2 Variation in the orbital period of UW Cygni

For the period study of UW Cyg, all available times of light minimum have been compiled. 18 of the timings published before 1959 have been collected and tabulated in the paper of Whitney (1959). Many times of light minimum are obtained from the Eclipsing Minimum Database by Internet (www.oa.uj.edu.pl/ktt/ktt.html). In all, 112 timings are collected. Unfortunately, all of the timings are visual or photographic. In this section, with these times of light minimum, the change in the orbital period of the neglected system is studied. In order to see the general behavior of the variations in the period of the system, the O-C residuals of all times of light minimum were computed by the linear ephemeris given in the fourth edition of the "General Catalogue of Variable Stars", as

$${\rm MinI}=2443690.0355+3\hbox{$.\!\!^{\rm d}$ }4507805\times{E}$$ (1)

and listed as $({\rm O{-}C})_{1}$ in Table 2. The $({\rm O{-}C})_{1}$ values are presented graphically against epoch number in Fig. 1. During the calculation, times of light minimum with the same epoch have been averaged and some timings listed in the first and sixth columns are the mean values. Two photographic times of light minimum 2445201.434 and 49166.000 are discarded, because their O-C values show large deviations from the general O-C trend formed by other points.

Figure 1: The O-C curve of UW Cyg from the ephemeris given by GCVS. The solid line refers to a new ephemeris

Since the form of the O-C diagram depends very much on the choice of the ephemeris used in the calculation of the "C" epochs, the general trend of the $({\rm O{-}C})_{1}$ diagram may show a downward straight line, indicating that this ephemeris need to be revised. Based on all times of light minimum, a least-squares solution yields the following mean ephemeris:

$${\rm Min I}=2443690.0670(31)+3.4507620(13)\times{E}.$$ (2)

The residuals $({\rm O{-}C})_{2}$, calculated with this ephemeris, are listed in fifth and tenth columns of Table 2 and are plotted graphically against epoch number in Fig. 2, from which the following results can be drawn: (i) the orbital period of the system is variable; (ii) its variation may show a wavelike fluctuation.
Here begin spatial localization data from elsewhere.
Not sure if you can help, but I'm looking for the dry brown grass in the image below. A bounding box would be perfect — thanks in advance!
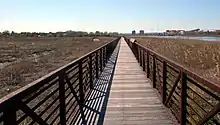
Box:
[0,36,115,97]
[135,37,220,84]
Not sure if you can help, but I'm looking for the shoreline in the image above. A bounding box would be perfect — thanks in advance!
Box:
[131,35,220,42]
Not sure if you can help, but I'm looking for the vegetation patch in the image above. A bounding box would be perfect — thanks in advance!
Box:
[135,37,220,84]
[0,36,115,97]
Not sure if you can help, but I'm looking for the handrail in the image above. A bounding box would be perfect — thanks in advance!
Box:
[0,37,120,125]
[135,42,220,93]
[124,37,220,125]
[0,38,117,104]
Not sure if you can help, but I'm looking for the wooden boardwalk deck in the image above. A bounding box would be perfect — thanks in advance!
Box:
[103,38,175,125]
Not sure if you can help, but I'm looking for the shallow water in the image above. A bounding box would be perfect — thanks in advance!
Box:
[133,36,220,42]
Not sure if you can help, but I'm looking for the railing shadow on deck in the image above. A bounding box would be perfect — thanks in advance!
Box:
[70,46,119,125]
[124,37,220,125]
[0,37,120,125]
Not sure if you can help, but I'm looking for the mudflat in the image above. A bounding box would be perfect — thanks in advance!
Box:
[0,36,115,97]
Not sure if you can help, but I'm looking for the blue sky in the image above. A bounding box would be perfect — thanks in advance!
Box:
[0,0,220,33]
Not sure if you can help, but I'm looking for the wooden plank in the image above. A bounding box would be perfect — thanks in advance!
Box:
[104,37,175,125]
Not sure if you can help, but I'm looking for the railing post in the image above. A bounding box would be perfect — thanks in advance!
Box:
[3,107,16,125]
[89,55,93,89]
[133,43,138,60]
[131,43,134,56]
[142,50,145,71]
[59,71,66,125]
[106,45,109,60]
[152,55,156,88]
[140,49,142,67]
[131,43,135,57]
[180,71,187,125]
[106,44,109,62]
[139,48,142,66]
[146,51,150,78]
[162,61,167,104]
[79,61,85,104]
[107,45,110,60]
[96,51,99,78]
[104,47,107,66]
[100,49,103,72]
[137,46,140,63]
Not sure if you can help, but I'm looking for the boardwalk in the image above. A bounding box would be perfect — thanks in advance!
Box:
[104,38,175,125]
[0,37,219,125]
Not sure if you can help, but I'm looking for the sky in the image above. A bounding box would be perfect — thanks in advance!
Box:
[0,0,220,33]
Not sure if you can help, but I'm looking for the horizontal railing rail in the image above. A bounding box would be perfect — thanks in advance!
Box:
[0,37,120,125]
[124,37,220,125]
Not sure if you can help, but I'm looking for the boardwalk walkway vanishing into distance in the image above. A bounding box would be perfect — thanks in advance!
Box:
[0,37,219,125]
[104,37,175,125]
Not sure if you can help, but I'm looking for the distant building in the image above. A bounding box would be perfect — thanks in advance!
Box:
[132,30,136,35]
[166,30,185,35]
[179,30,185,35]
[140,30,144,35]
[189,29,200,32]
[47,33,53,37]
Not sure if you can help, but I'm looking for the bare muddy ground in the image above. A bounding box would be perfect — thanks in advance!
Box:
[0,36,115,97]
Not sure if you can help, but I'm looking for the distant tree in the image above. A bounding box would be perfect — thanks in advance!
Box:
[89,32,95,37]
[108,32,119,37]
[100,32,104,36]
[20,32,27,36]
[3,30,10,37]
[31,32,35,36]
[113,32,119,36]
[10,31,19,37]
[11,31,15,36]
[80,32,88,37]
[104,32,108,36]
[95,31,100,36]
[26,32,32,37]
[39,32,46,36]
[52,33,57,37]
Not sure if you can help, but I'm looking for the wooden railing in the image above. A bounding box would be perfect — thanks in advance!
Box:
[0,37,120,125]
[124,37,220,125]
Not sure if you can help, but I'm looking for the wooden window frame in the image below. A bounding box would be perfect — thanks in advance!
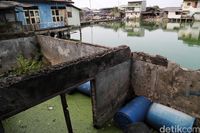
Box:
[24,9,40,25]
[68,11,72,18]
[51,9,65,22]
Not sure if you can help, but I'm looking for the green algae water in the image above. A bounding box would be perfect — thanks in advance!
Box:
[71,21,200,70]
[3,93,121,133]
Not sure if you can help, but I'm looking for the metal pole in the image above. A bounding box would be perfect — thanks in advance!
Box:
[79,27,82,42]
[89,0,91,9]
[60,94,73,133]
[0,121,4,133]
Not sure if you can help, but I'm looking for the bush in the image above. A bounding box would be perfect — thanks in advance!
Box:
[12,54,43,75]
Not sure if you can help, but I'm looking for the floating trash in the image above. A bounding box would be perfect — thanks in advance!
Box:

With least-square method, a periodic ephemeris is obtained, as:

$$({\rm O{-}C})_{2}=-0.0055+0.0383\sin(0\hbox{$.\!\!^\circ$ }0691\times{E}+147.1^{\circ})$$ (3)

which can give a good fit to the general trend of the $({\rm O{-}C})_{2}$values (solid line in Fig. 2). This formula clearly indicates a periodic variation with a period of about T=49.2year and an amplitude of about $A=0\hbox{$.\!\!^{\rm d}$ }0383$. The cyclic variation of the O-C curve strongly suggests that the change of the orbital period is periodic.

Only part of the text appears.